While the S&P 500 includes industry leaders, not every stock in the index is a winner. Some companies are past their prime, weighed down by poor execution, weak financials, or structural headwinds.
Some large-cap stocks are past their peak, and StockStory is here to help you separate the winners from the laggards. That said, here is one S&P 500 stock that could deliver good returns and two that may struggle.
Market Cap: $14.43 billion
Spun out of Motorola in 1999 and built through a series of acquisitions, onsemi (NASDAQ:ON) is a global provider of analog chips specializing in autos, industrial applications, and power management in cloud data centers.
Why Are We Cautious About ON?
onsemi is trading at $34.62 per share, or 8.4x forward price-to-earnings.

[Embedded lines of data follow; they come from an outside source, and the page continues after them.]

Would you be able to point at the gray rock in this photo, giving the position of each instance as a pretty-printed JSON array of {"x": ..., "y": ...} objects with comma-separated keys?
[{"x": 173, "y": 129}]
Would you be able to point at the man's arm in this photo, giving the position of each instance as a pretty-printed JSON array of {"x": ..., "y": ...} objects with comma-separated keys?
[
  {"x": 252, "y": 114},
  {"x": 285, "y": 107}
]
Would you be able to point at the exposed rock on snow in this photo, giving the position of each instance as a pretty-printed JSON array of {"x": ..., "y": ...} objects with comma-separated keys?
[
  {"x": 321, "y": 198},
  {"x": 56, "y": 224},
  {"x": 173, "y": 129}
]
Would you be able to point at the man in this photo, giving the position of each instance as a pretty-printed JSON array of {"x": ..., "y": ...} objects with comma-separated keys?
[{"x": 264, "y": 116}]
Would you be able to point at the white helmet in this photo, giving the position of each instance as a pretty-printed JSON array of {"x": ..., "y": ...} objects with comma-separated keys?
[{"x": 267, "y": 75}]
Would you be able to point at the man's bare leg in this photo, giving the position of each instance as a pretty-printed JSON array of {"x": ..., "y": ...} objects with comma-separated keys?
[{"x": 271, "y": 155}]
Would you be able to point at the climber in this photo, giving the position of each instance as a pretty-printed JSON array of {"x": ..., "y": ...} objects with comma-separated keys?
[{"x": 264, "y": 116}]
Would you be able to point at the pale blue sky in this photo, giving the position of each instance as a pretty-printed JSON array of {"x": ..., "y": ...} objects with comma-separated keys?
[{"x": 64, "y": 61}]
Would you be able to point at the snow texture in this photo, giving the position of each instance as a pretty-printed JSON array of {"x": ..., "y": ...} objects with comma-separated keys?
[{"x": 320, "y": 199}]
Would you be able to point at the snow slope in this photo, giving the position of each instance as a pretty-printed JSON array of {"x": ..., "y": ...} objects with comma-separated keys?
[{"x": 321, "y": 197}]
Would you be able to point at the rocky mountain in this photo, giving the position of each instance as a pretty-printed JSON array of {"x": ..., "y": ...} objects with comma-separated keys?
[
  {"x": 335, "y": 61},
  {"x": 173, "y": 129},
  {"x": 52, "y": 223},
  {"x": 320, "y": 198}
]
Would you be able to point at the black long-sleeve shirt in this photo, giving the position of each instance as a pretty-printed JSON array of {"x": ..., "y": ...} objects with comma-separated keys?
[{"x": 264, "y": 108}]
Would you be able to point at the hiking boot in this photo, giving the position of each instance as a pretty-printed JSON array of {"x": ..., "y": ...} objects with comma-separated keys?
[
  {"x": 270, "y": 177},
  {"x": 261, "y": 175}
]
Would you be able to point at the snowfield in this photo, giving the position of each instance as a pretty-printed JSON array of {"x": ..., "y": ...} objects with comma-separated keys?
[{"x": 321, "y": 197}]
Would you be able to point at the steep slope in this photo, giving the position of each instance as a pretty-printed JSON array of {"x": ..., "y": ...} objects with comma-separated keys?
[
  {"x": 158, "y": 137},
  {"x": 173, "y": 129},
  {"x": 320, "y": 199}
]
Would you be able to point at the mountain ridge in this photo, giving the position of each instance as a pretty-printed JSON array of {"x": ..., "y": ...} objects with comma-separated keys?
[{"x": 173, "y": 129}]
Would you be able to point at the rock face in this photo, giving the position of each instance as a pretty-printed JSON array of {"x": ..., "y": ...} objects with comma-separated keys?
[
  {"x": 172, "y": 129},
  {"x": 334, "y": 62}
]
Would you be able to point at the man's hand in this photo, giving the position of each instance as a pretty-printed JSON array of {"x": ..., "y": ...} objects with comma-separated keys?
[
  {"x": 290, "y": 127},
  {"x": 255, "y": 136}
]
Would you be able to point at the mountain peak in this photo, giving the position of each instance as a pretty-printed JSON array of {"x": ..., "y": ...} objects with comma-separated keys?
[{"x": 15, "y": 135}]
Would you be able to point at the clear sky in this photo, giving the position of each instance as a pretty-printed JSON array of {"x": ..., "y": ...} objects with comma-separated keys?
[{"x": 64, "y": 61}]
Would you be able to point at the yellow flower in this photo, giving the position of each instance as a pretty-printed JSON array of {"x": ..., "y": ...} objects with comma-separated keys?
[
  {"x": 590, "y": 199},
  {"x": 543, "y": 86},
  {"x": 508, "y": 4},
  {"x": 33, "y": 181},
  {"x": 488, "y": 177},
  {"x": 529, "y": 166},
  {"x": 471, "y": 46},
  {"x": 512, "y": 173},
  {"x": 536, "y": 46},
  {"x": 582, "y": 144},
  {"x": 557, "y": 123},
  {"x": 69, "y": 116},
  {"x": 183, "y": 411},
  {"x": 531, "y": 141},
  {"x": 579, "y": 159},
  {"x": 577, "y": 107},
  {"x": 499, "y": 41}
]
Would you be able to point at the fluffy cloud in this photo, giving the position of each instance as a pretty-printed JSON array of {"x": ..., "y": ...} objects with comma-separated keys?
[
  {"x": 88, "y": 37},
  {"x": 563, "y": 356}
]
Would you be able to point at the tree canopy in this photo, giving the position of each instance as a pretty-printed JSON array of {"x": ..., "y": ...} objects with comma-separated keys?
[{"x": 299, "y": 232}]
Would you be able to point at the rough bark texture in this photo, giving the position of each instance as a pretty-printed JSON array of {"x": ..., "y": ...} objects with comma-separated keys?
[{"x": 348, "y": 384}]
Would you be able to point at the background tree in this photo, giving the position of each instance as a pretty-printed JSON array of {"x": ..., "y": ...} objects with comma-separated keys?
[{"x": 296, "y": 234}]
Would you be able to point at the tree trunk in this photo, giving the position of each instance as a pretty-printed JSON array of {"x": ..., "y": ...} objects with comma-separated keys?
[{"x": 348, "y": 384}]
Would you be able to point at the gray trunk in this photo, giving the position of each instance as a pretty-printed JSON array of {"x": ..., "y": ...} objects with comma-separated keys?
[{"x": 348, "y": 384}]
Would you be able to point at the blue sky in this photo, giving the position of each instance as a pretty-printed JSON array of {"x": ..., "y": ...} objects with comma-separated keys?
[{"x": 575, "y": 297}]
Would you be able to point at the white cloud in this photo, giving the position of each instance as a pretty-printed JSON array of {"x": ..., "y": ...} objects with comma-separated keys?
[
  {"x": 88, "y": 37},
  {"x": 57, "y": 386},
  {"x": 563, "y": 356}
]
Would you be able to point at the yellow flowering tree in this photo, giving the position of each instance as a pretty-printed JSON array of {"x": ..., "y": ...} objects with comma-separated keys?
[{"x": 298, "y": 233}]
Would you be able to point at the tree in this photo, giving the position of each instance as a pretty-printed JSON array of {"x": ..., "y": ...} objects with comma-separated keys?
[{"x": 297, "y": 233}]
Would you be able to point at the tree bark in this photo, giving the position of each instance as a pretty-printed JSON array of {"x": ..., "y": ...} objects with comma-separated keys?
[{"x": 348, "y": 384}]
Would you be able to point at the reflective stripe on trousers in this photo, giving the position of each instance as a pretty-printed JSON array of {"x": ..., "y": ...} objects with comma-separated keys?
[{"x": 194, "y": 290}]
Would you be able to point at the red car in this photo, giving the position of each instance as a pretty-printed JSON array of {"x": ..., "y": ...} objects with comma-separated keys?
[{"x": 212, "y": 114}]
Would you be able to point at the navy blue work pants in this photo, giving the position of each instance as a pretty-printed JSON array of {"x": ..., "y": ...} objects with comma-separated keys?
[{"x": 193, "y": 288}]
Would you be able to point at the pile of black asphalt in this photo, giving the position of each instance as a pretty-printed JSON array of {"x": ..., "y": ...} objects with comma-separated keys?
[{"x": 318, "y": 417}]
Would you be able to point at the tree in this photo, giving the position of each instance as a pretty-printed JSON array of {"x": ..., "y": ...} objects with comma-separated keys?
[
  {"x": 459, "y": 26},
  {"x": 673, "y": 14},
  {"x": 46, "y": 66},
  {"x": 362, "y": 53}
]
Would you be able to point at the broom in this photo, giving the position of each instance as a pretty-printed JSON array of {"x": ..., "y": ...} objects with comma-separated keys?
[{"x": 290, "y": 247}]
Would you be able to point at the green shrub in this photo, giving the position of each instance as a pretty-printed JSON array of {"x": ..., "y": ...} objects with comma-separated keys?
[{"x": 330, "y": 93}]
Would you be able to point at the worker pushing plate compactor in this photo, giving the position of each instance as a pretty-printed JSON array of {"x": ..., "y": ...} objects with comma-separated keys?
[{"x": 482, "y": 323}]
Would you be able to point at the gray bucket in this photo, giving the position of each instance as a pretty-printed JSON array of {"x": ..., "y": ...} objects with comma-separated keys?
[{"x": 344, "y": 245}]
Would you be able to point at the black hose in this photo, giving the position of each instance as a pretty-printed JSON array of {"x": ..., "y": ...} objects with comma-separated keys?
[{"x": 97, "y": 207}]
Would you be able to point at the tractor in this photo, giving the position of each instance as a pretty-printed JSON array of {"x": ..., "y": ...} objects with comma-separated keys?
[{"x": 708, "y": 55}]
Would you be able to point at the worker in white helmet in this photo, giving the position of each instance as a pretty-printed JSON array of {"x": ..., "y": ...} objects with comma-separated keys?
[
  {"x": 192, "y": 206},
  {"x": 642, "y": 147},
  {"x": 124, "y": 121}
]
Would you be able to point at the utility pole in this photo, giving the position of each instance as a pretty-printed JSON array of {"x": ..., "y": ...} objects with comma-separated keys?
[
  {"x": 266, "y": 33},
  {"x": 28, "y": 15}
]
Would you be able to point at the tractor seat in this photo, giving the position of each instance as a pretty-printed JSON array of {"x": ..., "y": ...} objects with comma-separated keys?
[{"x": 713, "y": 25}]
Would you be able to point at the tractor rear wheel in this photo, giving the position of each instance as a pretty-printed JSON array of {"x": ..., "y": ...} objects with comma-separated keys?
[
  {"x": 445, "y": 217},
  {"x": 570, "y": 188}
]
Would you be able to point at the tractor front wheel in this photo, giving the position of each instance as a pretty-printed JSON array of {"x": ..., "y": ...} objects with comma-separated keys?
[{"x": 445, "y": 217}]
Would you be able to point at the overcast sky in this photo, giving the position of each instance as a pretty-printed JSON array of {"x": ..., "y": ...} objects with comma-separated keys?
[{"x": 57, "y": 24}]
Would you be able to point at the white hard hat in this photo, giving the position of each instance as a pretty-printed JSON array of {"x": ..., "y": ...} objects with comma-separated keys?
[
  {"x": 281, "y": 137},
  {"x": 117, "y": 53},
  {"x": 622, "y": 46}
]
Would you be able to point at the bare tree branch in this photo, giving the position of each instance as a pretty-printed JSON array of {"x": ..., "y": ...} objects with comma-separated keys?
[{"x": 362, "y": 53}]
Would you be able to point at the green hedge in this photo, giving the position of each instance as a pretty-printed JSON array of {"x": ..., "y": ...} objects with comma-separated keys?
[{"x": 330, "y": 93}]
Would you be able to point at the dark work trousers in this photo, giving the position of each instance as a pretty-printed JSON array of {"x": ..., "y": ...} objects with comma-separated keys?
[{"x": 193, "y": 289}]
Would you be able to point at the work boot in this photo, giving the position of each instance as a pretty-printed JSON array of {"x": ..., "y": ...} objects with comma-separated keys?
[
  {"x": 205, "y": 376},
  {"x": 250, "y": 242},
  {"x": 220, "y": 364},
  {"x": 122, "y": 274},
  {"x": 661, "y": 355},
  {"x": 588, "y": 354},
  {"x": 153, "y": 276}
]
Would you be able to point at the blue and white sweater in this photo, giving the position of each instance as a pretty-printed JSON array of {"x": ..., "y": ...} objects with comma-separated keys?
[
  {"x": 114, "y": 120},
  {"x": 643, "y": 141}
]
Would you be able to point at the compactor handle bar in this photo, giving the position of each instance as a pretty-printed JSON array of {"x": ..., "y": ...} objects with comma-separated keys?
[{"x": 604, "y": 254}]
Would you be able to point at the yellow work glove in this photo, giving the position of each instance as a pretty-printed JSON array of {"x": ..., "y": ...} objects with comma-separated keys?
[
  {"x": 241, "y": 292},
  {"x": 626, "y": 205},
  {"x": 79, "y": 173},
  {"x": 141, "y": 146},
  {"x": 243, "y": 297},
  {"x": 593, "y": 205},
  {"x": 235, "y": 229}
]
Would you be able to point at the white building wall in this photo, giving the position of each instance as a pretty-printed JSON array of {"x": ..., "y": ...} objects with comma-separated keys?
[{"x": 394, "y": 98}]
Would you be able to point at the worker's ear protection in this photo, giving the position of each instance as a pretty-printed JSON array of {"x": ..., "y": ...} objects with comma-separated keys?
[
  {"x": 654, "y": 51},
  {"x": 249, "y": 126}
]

Check out our free in-depth research report to learn more about why ON doesn’t pass our bar.
Market Cap: $11.89 billion
Founded in 1919 as Nebraska Consolidated Mills in Omaha, Nebraska, Conagra Brands today (NYSE:CAG) boasts a diverse portfolio of packaged foods brands that includes everything from whipped cream to jarred pickles to frozen meals.
Why Do We Pass on CAG?
At $24.90 per share, Conagra trades at 10.2x forward price-to-earnings. If you’re considering CAG for your portfolio, see our FREE research report to learn more.
Market Cap: $659.9 billion
Founded in 1876 by a Civil War veteran and pharmacist who was frustrated with the poor quality of medicines available at the time, Eli Lilly (NYSE:LLY) discovers, develops, and manufactures pharmaceutical products for conditions including diabetes, obesity, cancer, immunological disorders, and neurological diseases.
Why Will LLY Beat the Market?
Eli Lilly’s stock price of $821.06 implies a valuation ratio of 30.6x forward price-to-earnings. Is now the right time to buy? See for yourself in our comprehensive research report, it’s free.
Donald Trump’s victory in the 2024 U.S. Presidential Election sent major indices to all-time highs, but stocks have retraced as investors debate the health of the economy and the potential impact of tariffs.
While this leaves much uncertainty around 2025, a few companies are poised for long-term gains regardless of the political or macroeconomic climate, like our Top 9 Market-Beating Stocks. This is a curated list of our High Quality stocks that have generated a market-beating return of 175% over the last five years.
Stocks that made our list in 2019 include now familiar names such as Nvidia (+2,183% between December 2019 and December 2024) as well as under-the-radar businesses like United Rentals (+322% five-year return). Find your next big winner with StockStory today for free.